Energy is a readily available source that moves people, goods and services, and generates output that moves our economy every day. Ninety-five percent of everything that goes from point “A” to point “B” is done with oil (source: International Energy Agency). We drive to work and get goods and services delivered to our local stores, all via oil.
We have not updated our infrastructure to use another form of energy, at least not up until today. For example, there are no solar reserve batteries at every gas station, so we have the opportunity to reenergize our solar cars.
Oil remains our primary source of energy. So oil stocks are still very promising.
There is a great debate over the “peak oil” theory.

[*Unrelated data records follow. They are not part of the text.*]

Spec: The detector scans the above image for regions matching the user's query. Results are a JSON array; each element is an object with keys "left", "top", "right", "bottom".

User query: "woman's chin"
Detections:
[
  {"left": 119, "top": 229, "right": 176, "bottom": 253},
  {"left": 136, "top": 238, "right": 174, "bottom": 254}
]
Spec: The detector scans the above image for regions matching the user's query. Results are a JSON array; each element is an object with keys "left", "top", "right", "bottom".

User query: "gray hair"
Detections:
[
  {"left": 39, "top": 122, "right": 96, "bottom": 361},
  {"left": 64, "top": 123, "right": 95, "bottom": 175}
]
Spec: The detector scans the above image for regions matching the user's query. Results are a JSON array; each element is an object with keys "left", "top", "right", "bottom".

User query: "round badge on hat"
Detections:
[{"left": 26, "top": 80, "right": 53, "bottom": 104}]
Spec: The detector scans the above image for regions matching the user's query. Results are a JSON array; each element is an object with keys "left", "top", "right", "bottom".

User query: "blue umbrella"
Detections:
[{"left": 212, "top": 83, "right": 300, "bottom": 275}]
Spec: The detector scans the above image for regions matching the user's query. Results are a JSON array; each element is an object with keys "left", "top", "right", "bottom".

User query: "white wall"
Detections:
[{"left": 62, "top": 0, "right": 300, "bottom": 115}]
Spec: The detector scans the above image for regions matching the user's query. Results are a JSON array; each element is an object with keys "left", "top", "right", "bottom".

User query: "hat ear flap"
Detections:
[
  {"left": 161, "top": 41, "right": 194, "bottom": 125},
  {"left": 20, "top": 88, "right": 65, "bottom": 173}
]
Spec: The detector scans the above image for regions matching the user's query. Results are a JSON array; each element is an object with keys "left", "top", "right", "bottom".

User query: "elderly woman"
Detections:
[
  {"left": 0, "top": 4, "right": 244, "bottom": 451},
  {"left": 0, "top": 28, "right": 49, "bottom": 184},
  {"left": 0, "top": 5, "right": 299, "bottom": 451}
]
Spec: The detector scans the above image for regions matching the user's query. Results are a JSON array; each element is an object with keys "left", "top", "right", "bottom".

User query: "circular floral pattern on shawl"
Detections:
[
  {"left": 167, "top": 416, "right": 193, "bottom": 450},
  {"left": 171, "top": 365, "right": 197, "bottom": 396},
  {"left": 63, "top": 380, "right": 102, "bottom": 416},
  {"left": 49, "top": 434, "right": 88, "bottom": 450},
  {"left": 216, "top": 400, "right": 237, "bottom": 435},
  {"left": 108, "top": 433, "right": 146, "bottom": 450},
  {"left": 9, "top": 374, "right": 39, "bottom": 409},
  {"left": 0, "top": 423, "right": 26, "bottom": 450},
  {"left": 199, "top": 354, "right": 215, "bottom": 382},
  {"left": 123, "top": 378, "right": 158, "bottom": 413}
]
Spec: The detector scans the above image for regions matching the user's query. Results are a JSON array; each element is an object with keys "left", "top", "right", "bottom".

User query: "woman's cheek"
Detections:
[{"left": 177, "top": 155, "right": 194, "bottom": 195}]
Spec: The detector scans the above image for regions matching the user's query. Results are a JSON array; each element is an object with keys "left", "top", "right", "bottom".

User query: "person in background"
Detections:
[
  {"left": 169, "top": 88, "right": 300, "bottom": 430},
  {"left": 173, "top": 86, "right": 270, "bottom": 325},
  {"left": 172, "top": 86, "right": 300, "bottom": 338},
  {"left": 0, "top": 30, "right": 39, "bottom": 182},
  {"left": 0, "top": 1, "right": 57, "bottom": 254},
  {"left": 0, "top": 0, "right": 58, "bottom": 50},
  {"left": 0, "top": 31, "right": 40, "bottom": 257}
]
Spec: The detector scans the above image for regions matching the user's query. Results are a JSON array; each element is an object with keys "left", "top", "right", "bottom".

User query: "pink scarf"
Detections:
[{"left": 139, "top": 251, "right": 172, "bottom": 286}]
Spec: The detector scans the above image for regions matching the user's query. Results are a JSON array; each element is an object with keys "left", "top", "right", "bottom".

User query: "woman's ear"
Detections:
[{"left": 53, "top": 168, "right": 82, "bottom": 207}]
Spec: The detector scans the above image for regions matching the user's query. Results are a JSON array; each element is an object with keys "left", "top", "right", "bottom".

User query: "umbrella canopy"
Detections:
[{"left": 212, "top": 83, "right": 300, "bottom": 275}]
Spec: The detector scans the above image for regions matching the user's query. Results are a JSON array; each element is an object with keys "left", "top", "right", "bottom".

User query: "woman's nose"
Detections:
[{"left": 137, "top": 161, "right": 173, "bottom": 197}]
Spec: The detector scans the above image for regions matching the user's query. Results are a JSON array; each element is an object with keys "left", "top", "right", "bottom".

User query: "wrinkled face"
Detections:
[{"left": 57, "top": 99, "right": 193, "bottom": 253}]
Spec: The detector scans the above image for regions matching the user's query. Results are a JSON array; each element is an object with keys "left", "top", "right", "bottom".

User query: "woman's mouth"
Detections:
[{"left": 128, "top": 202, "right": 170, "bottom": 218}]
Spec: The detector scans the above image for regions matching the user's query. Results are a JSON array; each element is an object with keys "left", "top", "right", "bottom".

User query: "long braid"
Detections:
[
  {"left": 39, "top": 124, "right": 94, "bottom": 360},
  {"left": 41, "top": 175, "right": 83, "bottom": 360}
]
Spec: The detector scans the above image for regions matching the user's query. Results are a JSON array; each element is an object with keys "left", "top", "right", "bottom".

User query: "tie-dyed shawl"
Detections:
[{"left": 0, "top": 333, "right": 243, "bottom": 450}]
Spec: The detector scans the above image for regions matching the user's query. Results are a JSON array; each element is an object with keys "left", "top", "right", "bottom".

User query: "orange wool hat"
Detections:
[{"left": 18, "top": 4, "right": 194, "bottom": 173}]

I’m not here to dispute exactly when we will reach peak oil, but do acknowledge that we are close, probably in this decade. I am sure that is why some oil stocks have been down.
There are a few factors that are compounding this “peak oil” problem. In the 1930s, when we first started to dig for oil, it took one barrel of oil output to retrieve 100 barrels of oil. This means that the trucks and machines that operated at the wells, for every one barrel these machines consumed to mine for oil and the transportation of oil to the consumer, 100 barrels were made available to the public (at your local gas station).
As of a few years ago, it took one barrel of oil used by high-tech machines (more efficient than the 30s) to mine just 11 barrels of oil to the consumer. This means that the easy oil fields are depleted. Now that the easy oil has been consumed, we are going 5,000 feet under the ocean floor to mine for oil. We are going after wells that don’t produce much oil, but it is all we can find.
This disturbing trend, plus the fact that the planet has grown to almost seven billion people, plus the fact that China and India have created a middle class that is growing and demanding cars, which is fuelling their oil consumption needs, is making the situation worse.
There is a reason why the International Energy Agency is using these numbers and calling out to politicians around the world to address the problem. We are now mining oil in the Alberta oil sands; however, it is expensive to do, at a cost of $70.00-$80.00 a barrel by some estimates, but we need it because we can’t find other sources.
Furthermore, in 2012, with the tensions in Iran, and Israel, Russia, China, Europe, and the U.S. involved; the tensions are mounting and war is a real and significant possibility. This will send oil prices rocketing higher, possibly to levels we’ve never experienced before!
We have a growing global population coupled with a rising China and India, coupled with less supply of oil. All this spells higher oil prices regardless of what the economy does—recession or expansion.
Oil exploration companies within this sector that find moderately good wells are going to command a premium price with this backdrop. They are the sweet place in this bull market.